Saint's Blood Liquefies and Doll's Hair Keeps Growing
Thousands of Neapolitans crammed into the city's cathedral last Wednesday to witness the liquefaction of the dried blood of fourth century Saint Gennaro.
Well it did. What makes this even more freaky is that if it is going to turn to liquid it will only twice a year, on September 19, the saint's feast day and on the first Saturday in May. How the hell does it keep time? If it doesn't liquefy, well apparently it could be a bad thing. At least five times disaster has struck when the blood didn't liquefy. Granted, this motherfucker's blood has been in this container since the fourth century and if bad things have only happened five times in 1600 years, I still like our odds regardless if it liquefies or not. That is like only kicking five field goals in 1600 tries. Those are not Hall of Fame numbers. What bothers me is that scientists have confirmed the substance inside the closed vial is blood but cannot explain why it turns to liquid. Which brings me to the next freaky story I came across today. This one is about a doll in Japan.
In Japan, there is a doll in Mannen-ji Temple that people believe holds the spirit of a little girl.
Why would they say that?
The doll is supposedly holding the soul of Kikuko Suzuki who died in 1919 at the age of three.
Her family forgot to cremate the doll with her and so her older brother, Eikichi, placed it on the butsudan (altar) at home.
Eikichi apparently played with the doll every day, and then he started to notice that the hair was growing.
"During the war my father had been accused by the secret police of profiting from the doll, and they pulled her hair out, but later they saw for themselves that it really did grow," Junsho Imagawa an elderly monk who looks over the doll explained. "It was also during the war that people also started to notice that the Okiku Ningyo's mouth was starting to open," he added.

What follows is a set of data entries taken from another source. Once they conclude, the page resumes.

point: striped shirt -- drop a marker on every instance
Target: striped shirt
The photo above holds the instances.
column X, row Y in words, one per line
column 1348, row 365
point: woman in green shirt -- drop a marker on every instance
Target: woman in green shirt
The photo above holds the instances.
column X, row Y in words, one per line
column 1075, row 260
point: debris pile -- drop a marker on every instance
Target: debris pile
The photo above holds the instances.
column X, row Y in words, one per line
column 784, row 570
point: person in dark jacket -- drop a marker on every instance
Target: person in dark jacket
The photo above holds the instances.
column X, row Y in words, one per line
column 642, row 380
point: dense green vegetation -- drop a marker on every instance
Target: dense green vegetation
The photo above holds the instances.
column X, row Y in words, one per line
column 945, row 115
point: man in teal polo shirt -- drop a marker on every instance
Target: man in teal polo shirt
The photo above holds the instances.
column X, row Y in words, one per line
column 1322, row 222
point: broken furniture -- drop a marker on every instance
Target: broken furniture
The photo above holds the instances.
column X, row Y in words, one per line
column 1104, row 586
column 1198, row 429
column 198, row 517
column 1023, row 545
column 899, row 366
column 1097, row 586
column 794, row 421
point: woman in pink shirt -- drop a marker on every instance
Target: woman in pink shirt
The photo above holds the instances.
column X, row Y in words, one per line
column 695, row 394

The hair on this doll is down to her thighs now when it was purchased 82 years ago it was above her chin.
The doll is in the care of Imagawa who says that he prays for the soul of the Okiku Ningyo doll each morning. The monk's young granddaughters, however, giggled and confided that they like to play and talk with the doll.
"We ring the gong gently and then pray to the doll like this," the little girls said, showing how they clasp their hands together. "And, then we ask her if we can eat her sweets, and she (the doll) always says "yes''.
What do you mean she "says" yes? This is not the time to speak figuratively.
Imagawa apparently driven to smoke by this fucking doll took a long drag on his cigarette noticeably shaken.